7.  Waste of Overprocessing:  In this category, the lean thinking focuses on eliminating any processing that does not add value to the customer.  For example, trimming plastic parts that will not be visible can be eliminated.  Deburring parts when the deburring doesn’t add any value is another example.  Often, Waste of Overprocessing can be reduce by finding better methods.  Such methods can ideally eliminate a separate step, but they may also simply reduce the costs by allowing a cheaper machine or tooling to do the work.

Some authorities add two more types of waste:

8.  Waste of Product: This is the waste of producing a product that doesn’t meet the customer’s demand or specifications.

9.  Waste of Skills/Workforce:  This is the waste of under utilizing the available skills of the workers.

History of Lean Manufacturing Principles

While Lean Manufacturing continues to evolve new methods and ideas, its history can be traced back to pioneering work done at Toyota that resulted in what was called the “Toyota Production System.”   The TPS was developed by Toyota executive Taiichi Ohno during the post-Second World War reconstruction period in Japan.  It was popularized in the West by the 1996 book Lean Thinking by Womack and Jones.  The Japanese roots at Toyota account for so many Japanese words being used to describe Lean Principles and Tools.

Related Areas

There are a number of areas that are not part of Lean Manufacturing per se, but that overlap it and are compatible with it.  For example, Six Sigma and ISO 9000 are both focused on improving quality, which is certainly something near and dear to the hearts of Lean Manufacturing advocates.

List of Lean Manufacturing Principles

There are a number of Lean Manufacturing Principles, and the remaining installments of our multi-part series on Lean will focus on these various tools or methodologies:

–  5S:  5S is all about organizing the work area to prevent waste.  It is the most commonly implemented Lean Methodology according to many sources and a great way to get started walking the Lean path.

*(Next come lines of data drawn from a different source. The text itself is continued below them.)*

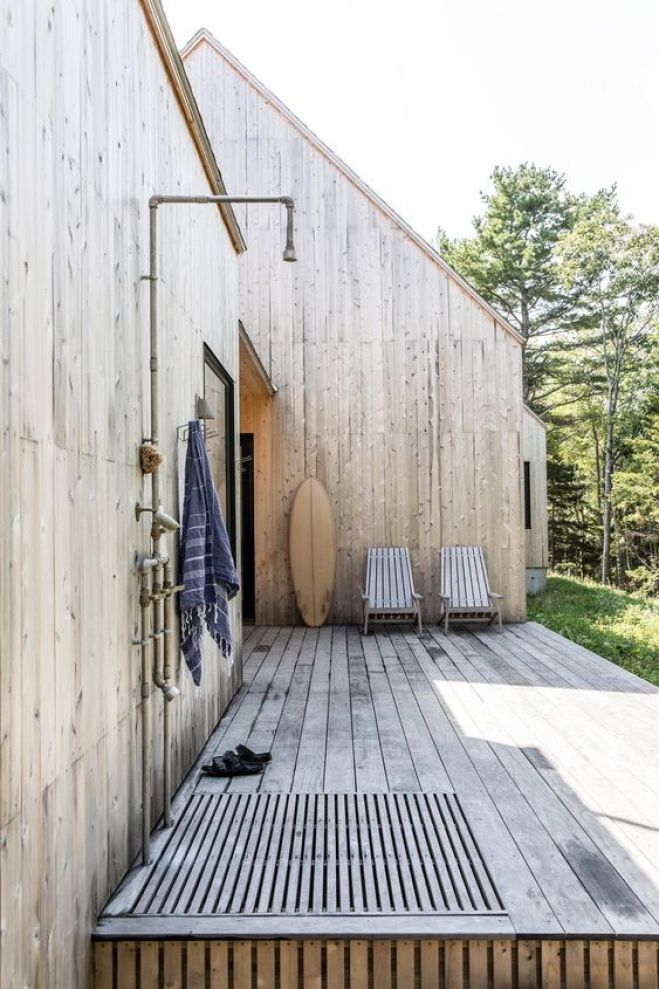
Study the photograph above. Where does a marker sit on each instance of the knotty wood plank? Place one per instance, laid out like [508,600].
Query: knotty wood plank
[172,964]
[600,967]
[370,773]
[551,964]
[287,736]
[219,964]
[339,760]
[149,965]
[502,964]
[103,965]
[527,964]
[127,964]
[196,965]
[454,964]
[242,965]
[265,964]
[382,964]
[288,964]
[429,962]
[623,964]
[311,964]
[405,963]
[648,962]
[335,964]
[359,951]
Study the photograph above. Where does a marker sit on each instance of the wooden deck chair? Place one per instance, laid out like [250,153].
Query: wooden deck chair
[466,594]
[389,594]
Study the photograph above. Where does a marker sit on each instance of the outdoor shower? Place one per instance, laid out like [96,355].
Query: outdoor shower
[157,588]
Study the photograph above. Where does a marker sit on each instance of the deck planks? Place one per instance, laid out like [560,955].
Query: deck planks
[510,722]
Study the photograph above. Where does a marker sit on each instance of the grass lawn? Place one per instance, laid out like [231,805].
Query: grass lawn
[620,626]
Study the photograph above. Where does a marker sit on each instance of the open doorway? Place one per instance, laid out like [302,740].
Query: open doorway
[247,526]
[255,462]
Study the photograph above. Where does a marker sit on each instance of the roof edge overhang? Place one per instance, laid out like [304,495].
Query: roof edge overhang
[204,35]
[162,34]
[267,386]
[534,415]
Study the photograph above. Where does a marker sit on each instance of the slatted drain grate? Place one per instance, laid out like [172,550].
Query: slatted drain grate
[320,854]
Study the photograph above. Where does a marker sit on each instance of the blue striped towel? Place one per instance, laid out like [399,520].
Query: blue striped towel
[206,561]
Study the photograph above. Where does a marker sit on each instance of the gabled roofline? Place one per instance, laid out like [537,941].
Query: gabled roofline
[204,35]
[534,415]
[173,63]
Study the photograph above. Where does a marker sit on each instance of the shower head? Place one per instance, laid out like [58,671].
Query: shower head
[166,521]
[289,250]
[161,518]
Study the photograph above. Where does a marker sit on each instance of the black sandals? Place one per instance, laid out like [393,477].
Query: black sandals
[242,762]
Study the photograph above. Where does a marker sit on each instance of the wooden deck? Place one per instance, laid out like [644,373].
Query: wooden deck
[549,753]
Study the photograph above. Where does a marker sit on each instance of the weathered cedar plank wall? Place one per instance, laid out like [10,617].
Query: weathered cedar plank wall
[535,451]
[89,129]
[396,387]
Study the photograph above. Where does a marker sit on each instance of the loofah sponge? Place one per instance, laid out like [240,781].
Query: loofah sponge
[151,458]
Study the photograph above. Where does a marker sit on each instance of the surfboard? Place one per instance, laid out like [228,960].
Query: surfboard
[312,551]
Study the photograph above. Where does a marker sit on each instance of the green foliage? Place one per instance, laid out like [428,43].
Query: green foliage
[511,259]
[580,281]
[620,626]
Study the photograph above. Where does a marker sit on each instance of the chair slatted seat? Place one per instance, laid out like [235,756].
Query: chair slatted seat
[465,588]
[389,594]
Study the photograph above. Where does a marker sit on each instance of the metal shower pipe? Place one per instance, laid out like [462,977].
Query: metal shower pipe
[161,588]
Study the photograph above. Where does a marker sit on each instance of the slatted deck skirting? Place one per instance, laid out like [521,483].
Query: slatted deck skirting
[376,964]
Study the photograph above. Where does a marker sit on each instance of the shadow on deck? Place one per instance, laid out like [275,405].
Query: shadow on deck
[471,805]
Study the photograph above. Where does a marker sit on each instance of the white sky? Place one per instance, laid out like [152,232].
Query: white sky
[422,98]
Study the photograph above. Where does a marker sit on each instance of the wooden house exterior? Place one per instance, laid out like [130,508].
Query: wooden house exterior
[96,115]
[397,386]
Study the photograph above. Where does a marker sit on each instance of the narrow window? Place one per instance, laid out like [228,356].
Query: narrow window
[527,494]
[218,391]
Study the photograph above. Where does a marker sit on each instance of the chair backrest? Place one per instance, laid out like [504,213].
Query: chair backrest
[388,581]
[464,577]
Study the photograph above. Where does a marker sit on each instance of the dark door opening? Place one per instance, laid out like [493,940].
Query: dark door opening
[247,526]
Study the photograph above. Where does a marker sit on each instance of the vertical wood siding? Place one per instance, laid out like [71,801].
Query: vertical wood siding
[396,388]
[89,129]
[535,451]
[376,964]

–  Kaizen:  Kaizen is the practice of continually soliciting everyone to proactively work together to achieve Continuous Improvement.  Regular incremental improvement to processes over the long term can achieve some amazing results.  Kaizen force a more egalitarian way of thinking about improvement and includes “Gemba“, which is the practice of leaving the practice to get down onto the Shop Floor and see first hand what’s happening there.

–  Value Stream Mapping: A tool related to Kaizen that is used to identify and analyze waste.  At Toyota, it was known as “Material and Information Flow Mapping.”

–  Standardized Work and Takt Time:  Standardized Work (also called Standardized Work Instructions) is just another way of saying documenting and following Best Practices.  Takt Time means pacing production to meet Customer Needs.

–  Single Minute Exchange of Die:  SMED is concerned with being able to rapidly re-purpose a machine or line for another task.  It applies not just to Die-related operations, but really to any machine or line.  Some authorities simply use the “SMED” acronym but refer to it as “Setup Reduction.”

–  Kanban:  Kanban is a system of regulating the flow of goods in what is called a “Pull System”.  As we shall see, Kanban card systems can be used to regulate a variety of processes to make them more efficient.  Pull systems are a way to realize the Just in Time ideal.

–  Poka-Yoke:  Poka-Yoke is “Error Proofing” (what we often call “Idiot Proofing”, but less pejorative).  Poka-Yoke is preventative in nature because it prevents errors from happening in the first place rather than finding and correcting them via inspection.  We want to reach the ideal of Zero Defects wherever possible to eliminate the waste associated with defects and errors.  

–  Visual Factory:  Making the state of manufacturing processes easily accessible and very clear to everyone to improve the communication of information.

Practicing these lean principles means you are “lean thinking”.  There are many other Lean Manufacturing Principles, but these are the ones we’ll drill down on in more detail for this article series.  As each new article becomes available, we’ll add a link to the list above as well as link the articles together in order at the bottom of each article.